ECLI:NL:GHARN:2010:BO0156
Gerechtshof Arnhem
Hoger beroep tegen veroordeling voor diefstal van onderbroeken
In deze zaak heeft het Gerechtshof Arnhem op 12 oktober 2010 uitspraak gedaan in hoger beroep tegen een veroordeling van de politierechter in de rechtbank Zwolle-Lelystad. De verdachte was eerder veroordeeld voor diefstal van vijfendertig onderbroeken, gepleegd op 9 juli 2009 in de gemeente [pleeggemeente]. De politierechter had de verdachte een gevangenisstraf van vier weken opgelegd, maar de verdediging voerde aan dat deze straf onvoldoende was gemotiveerd. Het hof verwierp dit verweer en oordeelde dat de politierechter zich aan de landelijke oriëntatiepunten had gehouden. Het hof nam als uitgangspunt dat de politierechter beperkt was in zijn beslissingsvrijheid door een eerdere raadkamerbeslissing, en dat er geen bijzondere omstandigheden waren die tot een andere strafmaat zouden moeten leiden.

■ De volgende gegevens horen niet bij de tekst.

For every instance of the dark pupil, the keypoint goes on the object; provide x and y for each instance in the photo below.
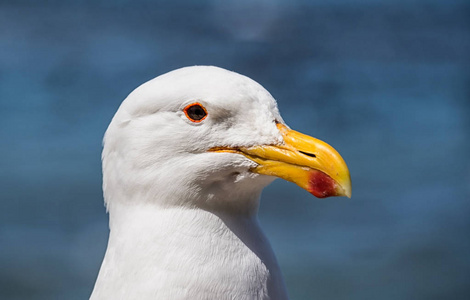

Het hof vernietigde het vonnis van de politierechter voor zover dat aan hoger beroep was onderworpen en deed opnieuw recht. Het hof achtte de verdachte strafbaar en legde dezelfde straf op als de politierechter, met inachtneming van de tijd die de verdachte al in voorarrest had doorgebracht. De uitspraak benadrukte de ernst van het feit en de omstandigheden waaronder het was gepleegd, evenals de strafblad van de verdachte, die veelvuldig was veroordeeld voor vermogensdelicten. Het hof concludeerde dat de opgelegde straf passend en geboden was, en dat de tijd in voorarrest in mindering zou worden gebracht op de gevangenisstraf.